Konus medullarisin üst seviyelerinde basısı olan hastalar genelde yürüme bozukluğu, alt ekstremitede güçsüzlük, spastisite ve/veya sfinkter kusuru (retansiyon, sık idrara çıkma, idrarını tam boşaltmama hissi veya inkontinans) gibi uzun yolak bulguları ile başvurmaları mütaddir. Torakal disk hastalarında yukarı doğru yada boyuna doğru ağrı yaratması durumunda tanden stenozdan yada ikili eş zamanlı fıtıktan bahsedilir ki bu oran % 25 oranında görülür. Eğer üst ekstremitelerde nörolojik bulgu tespit edilirse hastalar mutlaka servikal bölge patolojileri, santral patolojiler veya sistemik nörolojik hastalıklar açısından incelenmesi tavsiye edilmelidir.

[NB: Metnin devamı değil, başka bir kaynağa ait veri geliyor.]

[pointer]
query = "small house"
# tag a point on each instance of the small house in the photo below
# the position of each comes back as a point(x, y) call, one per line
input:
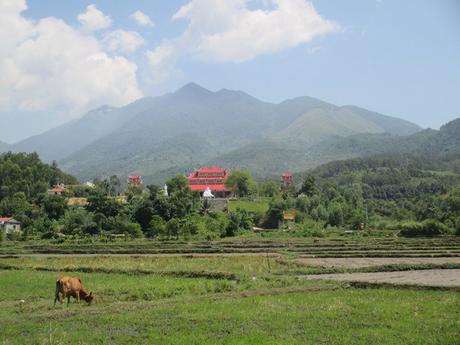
point(9, 225)
point(57, 190)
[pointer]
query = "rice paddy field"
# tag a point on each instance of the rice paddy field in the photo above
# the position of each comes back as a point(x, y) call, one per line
point(229, 292)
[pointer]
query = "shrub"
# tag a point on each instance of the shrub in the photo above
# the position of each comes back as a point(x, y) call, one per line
point(428, 228)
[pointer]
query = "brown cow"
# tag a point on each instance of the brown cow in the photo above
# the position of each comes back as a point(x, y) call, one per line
point(71, 286)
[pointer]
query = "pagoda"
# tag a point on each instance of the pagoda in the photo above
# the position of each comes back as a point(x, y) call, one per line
point(211, 179)
point(135, 180)
point(287, 181)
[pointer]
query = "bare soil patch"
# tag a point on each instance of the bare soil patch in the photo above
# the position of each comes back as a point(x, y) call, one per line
point(435, 278)
point(373, 262)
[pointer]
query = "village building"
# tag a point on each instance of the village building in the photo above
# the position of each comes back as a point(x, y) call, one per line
point(210, 180)
point(9, 225)
point(287, 182)
point(57, 190)
point(135, 180)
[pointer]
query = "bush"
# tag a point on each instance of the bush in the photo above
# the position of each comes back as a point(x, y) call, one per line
point(428, 228)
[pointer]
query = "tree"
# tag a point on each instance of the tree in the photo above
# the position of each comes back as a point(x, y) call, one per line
point(173, 228)
point(309, 186)
point(78, 221)
point(114, 185)
point(122, 224)
point(54, 206)
point(157, 227)
point(336, 215)
point(178, 183)
point(241, 183)
point(275, 213)
point(269, 189)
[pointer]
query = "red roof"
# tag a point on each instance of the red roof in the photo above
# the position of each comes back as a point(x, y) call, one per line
point(202, 187)
point(56, 189)
point(211, 169)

Sırt fıtığı hastalığının tanısı
 
SIRT-TORAKAL FITIĞINDAN şüphelenilen hastalarda çok detaylı bir nörolojik muayene ve nöroradyolojik inceleme direkt grafi tomografi ve MR ile yapılmalıdır. Miyelopati olmayan hastalarda torakal patolojiyi atlamak ve mevcut bulguları beraberinde olan lomber bir dejeneratif tabloya başlamak olası bir durumdur. Hastaya ağrısının nerede olduğunu sormak ve yerini gostermesini istemek doğru teşhis koymaya yardımcı olur.
 
TDH olduğundan şüphelenilen hastada tanı koymak ve seviyeyi belirlemek için torakal MRG altın standart olmasına rağmen en duyarlı yöntem anamnez ve MRG dir. Kalp pili olan yada mrg çekilemeiyen hastalarda tomografi ve miyelo tomografi çok yardımcı bir teknikdir. Bunun dışında bir duyarlı teknik yoktur ama bir kısım hastalarda elektrofizyolojiden faydalanarak mesane motor gücü ve SEP – MEP gibi çalışmalar omuriliğin basısı hakkında bilgiler verebilir.